Consultants for the Eastern Delaware County Joint Recreational District told the board Monday that public input strongly favors a multigenerational community recreation center but that site control, refined cost estimates and clear financing plans are the next critical steps before a ballot measure.
"We still had 695 participants in the second online survey," Resideo Solutions project manager Sophia Alonso told the board, describing survey and workshop results showing strong interest in fitness space, pools, gym courts, flexible program rooms and family-oriented amenities. Alonso said respondents prioritized accessibility and affordability and that a youth-sports organization was among the most vocal groups in the engagement process.
Market-analysis lead Rich ("Rick") Stein summarized trade-area findings and program implications, saying consultants tested three target facility sizes — about 50,000, 100,000 and 150,000 square feet — and that most workshop groups gravitated to the medium option. He described trade-offs for pool and court sizes that affect both capital costs and potential revenue through competitions and programming.
On site and budget questions, consultants advised an initial core site of roughly 8–12 acres for the indoor facility (not including large outdoor fields), and flagged wide uncertainty in acquisition and development costs. Consultants discussed a per-acre site-development planning range and emphasized that site infrastructure and soils can materially change final project costs. One consultant summarized the range for development and construction contingencies, and an agency advisor later gave planning-ballot guidance: "The facility is gonna cost somewhere between 45 and 74,000,000, for example, maybe tack on an additional 5,000,000 for land acquisition," the advisor said, underscoring the need to refine those numbers before certifying a bond amount.
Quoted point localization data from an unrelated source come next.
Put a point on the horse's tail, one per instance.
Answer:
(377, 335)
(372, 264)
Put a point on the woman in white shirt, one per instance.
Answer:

Board members asked whether outdoor fields should be colocated; consultants said fields were a frequent request but not a strict requirement of the indoor program and recommended treating large outdoor amenities as a potential separate phase to reduce near-term site size and cost pressure.
On timing, an advisor outlined calendar constraints: filing for the May 27 ballot requires action by Feb. 3 (resolution of necessity and county auditor certification), and the board discussed whether to aim for a May or a November ballot given the work remaining. Consultants recommended a near-term Phase 2 to produce: a site-evaluation matrix, conceptual renderings, an independent cost estimate, and a refined operational/cost-recovery model to support a ballot package.
The board set a follow-up meeting for April 26 at 7 p.m. to review a proposed Phase 2 scope of services and next steps toward site selection and financing.